Around noon Eastern time on 4 October 2021, Facebook, Instagram, and WhatsApp suddenly vanished from the Internet and remained offline for much of the day. While no one outside Facebook yet knows why it happened, Internet infrastructure company Cloudflare has an explanation of what went wrong. It all traces back to an obscure but vital networking protocol called the Border Gateway Protocol (BGP).
BGP enables big networks to tell each other how to route packets. Early on 4 October 2021, BGP messages were sent that withdrew routes to Facebook’s DNS servers, effectively taking them offline.

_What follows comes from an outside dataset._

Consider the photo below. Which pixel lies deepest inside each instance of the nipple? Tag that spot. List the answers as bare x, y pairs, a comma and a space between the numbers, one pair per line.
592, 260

DNS is short for Domain Name System, and it’s the Internet protocol that lets you type
tidbits.com to visit our site rather than having to know and enter our IP address of
18.104.22.168. Without global DNS servers knowing how to match
facebook.com to an appropriate IP address, there was no way to connect to any Facebook server.

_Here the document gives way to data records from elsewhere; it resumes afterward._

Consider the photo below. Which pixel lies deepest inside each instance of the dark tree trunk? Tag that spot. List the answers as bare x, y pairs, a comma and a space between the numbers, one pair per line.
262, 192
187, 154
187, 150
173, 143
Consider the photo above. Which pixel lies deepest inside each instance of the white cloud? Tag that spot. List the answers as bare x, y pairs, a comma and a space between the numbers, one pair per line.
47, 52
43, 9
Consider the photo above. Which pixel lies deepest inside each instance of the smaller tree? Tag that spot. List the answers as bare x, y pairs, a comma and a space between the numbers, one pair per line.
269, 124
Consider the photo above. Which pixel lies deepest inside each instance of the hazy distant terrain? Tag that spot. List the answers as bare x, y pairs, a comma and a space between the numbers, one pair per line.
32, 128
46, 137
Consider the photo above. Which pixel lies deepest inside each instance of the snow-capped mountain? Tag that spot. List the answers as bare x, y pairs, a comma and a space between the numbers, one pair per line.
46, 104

Throughout the day, many other intermittent outages were reported, like Apple Pay, Gmail, and Twitter, along with cellular carriers, as you can see in the Downdetector screenshot below. That likely happened because both apps and users kept trying to connect to Facebook, which strained the DNS servers and led to collateral issues all over the Internet. Facebook resolved the routing and lookup problems for its servers after about 5 hours, and Instagram came back an hour or so later.
Cloudflare’s blog post neatly summarizes the lesson from the day:
Today’s events are a gentle reminder that the Internet is a very complex and interdependent system of millions of systems and protocols working together. That trust, standardization, and cooperation between entities are at the center of making it work for almost five billion active users worldwide.